For its part, the government assured that the implementation of this “rabbit tax” was “technically […] entirely feasible”, according to Frédéric Valletoux, Minister Delegate for Health and Prevention. On Franceinfo, he explained “that patients who make an appointment will leave their bank details on the reservation platforms”. For professionals not on these platforms, “doctors will have the possibility of requesting bank details” by telephone. Their secretariats “may call patients to confirm appointments”. If they do not show up, “the doctors can always ask them for five euros at the next consultation”, underlined on RTL Catherine Vautrin, Minister of Labor, Health and Solidarity, without detailing the case where the patient does not return. never with the practitioner.
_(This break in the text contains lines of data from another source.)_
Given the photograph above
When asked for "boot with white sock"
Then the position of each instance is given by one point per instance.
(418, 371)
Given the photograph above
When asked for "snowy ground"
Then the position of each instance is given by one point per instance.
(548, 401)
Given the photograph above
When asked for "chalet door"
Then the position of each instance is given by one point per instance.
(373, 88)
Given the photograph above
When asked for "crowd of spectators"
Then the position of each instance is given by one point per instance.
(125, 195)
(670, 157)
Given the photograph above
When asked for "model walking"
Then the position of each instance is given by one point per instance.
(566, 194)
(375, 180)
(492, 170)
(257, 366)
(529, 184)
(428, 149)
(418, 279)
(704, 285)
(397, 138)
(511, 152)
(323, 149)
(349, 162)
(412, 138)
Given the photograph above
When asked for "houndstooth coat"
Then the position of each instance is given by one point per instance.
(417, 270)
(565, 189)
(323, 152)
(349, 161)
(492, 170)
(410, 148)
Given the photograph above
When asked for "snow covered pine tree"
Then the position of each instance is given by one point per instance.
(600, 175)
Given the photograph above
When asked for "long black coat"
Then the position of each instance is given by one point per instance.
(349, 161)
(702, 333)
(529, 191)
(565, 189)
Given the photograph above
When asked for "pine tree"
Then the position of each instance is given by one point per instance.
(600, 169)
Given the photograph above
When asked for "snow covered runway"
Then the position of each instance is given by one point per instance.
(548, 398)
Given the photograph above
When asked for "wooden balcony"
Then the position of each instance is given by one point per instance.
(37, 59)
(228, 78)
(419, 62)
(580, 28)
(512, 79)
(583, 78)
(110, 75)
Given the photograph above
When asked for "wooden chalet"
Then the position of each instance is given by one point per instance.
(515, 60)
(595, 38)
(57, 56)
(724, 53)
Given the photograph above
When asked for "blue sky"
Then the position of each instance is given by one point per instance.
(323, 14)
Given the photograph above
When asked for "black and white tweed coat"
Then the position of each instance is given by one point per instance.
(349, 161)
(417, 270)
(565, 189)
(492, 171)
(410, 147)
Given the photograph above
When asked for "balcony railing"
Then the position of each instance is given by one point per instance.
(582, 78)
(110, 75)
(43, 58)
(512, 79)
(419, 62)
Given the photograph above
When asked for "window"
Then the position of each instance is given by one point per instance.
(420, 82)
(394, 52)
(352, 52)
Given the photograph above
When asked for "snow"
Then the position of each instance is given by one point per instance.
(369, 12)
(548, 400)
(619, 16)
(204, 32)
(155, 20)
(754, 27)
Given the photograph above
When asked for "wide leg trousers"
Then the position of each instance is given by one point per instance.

“The money will then be collected by the doctor” if the appointment is not guaranteed, added the minister. “It is also the doctor who is able to judge whether a person has an impediment at the last moment,” refusing to charge them the five euros penalty. It is “an amount that may seem high for some, insufficient for others, in any case, health is not free,” defended Catherine Vautrin. The objective is to “empower patients”, at a time “when many French people have difficulty accessing care”, insists the government.

For now, “the principle is established” and must still be clarified, conceded Frédéric Valletoux. “We are going to work on it with doctors’ unions, patient associations and platforms,” assured the delegate minister, “we are going to make sure things go well.”